Post-Attack in Kenya

What will the impact of the Shabab attract be for Nairobi? Jeffrey Gettleman, the East Africa NYT Bureau Chief explains:

I had this sinking feeling that when the Shabab finally gave up any hope of ruling Somalia, they would strike Nairobi. They had been reluctant before, because Nairobi was their back office, where the white-collar Shabab lived, the accountants, financiers and logisticians. The instant they hit here, the Shabab leaders knew, Nairobi’s Somali community would fall under such intense pressure and scrutiny that it would be impossible to do business



2 thoughts on “Post-Attack in Kenya”

  1. If the Shabab make repeated acts of terrorism, or even just one more act of terrorism as devastating as the Westgate Mall Massacre, Kenya will fall into decline.
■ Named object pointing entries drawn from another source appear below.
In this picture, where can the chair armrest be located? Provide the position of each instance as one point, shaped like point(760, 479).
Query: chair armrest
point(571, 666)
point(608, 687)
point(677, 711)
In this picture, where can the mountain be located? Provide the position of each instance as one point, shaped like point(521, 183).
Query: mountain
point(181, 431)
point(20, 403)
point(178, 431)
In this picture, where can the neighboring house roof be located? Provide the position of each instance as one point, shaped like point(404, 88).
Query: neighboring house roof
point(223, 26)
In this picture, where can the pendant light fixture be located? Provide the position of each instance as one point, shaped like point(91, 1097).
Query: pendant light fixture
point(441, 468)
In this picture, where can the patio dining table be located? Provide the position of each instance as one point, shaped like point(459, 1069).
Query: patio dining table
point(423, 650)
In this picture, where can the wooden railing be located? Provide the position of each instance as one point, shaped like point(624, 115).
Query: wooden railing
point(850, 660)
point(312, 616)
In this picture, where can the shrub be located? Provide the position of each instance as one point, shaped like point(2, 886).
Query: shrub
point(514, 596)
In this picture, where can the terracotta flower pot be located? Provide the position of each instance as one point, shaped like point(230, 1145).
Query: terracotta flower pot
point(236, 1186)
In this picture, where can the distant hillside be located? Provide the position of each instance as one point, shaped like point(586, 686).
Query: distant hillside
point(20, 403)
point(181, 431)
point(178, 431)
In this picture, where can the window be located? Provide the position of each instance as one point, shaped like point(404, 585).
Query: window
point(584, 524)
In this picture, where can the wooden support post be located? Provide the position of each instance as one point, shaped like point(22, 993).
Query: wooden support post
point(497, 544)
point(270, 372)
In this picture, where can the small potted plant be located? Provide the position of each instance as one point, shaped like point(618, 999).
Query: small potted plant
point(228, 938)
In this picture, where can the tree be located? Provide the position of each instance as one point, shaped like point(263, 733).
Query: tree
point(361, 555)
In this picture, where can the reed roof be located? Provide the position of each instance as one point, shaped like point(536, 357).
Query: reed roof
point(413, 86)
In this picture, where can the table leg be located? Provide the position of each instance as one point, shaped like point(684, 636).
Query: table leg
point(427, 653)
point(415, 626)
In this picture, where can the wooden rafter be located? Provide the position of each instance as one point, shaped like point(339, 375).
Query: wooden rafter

Kenya has been able to rise out of most African stereotypes and has become a comfortable destination spot for tourists withing to visit Africa. Much of its economy depends on tourism. If the Shebab have a continued presence in Kenya, it will lose business, meaning the loss of jobs and the loss of continued economic growth.
    Personally I think that the Shebab will continue to have a presence in Kenya, unless they can be struck hard preemptively.

  2. I agree with the previous commenter and have only a bit to add.

    Not only would there be a loss of growth and jobs, but there will mostly likely be increased crime and extremism from those losses. That would only compound the issue at hand.

    Another issue at play is the current ethnic tensions in Kenya and retaliation. Attacks/discrimination against Somalis in Kenya would only serve to help gain Al Shabab support in Kenya, even if its leaders/business people have to flee the region. Also, retribution on the Somali community would probably cause violence to spread to be against other ethnic groups, a problem that Kenya historically has.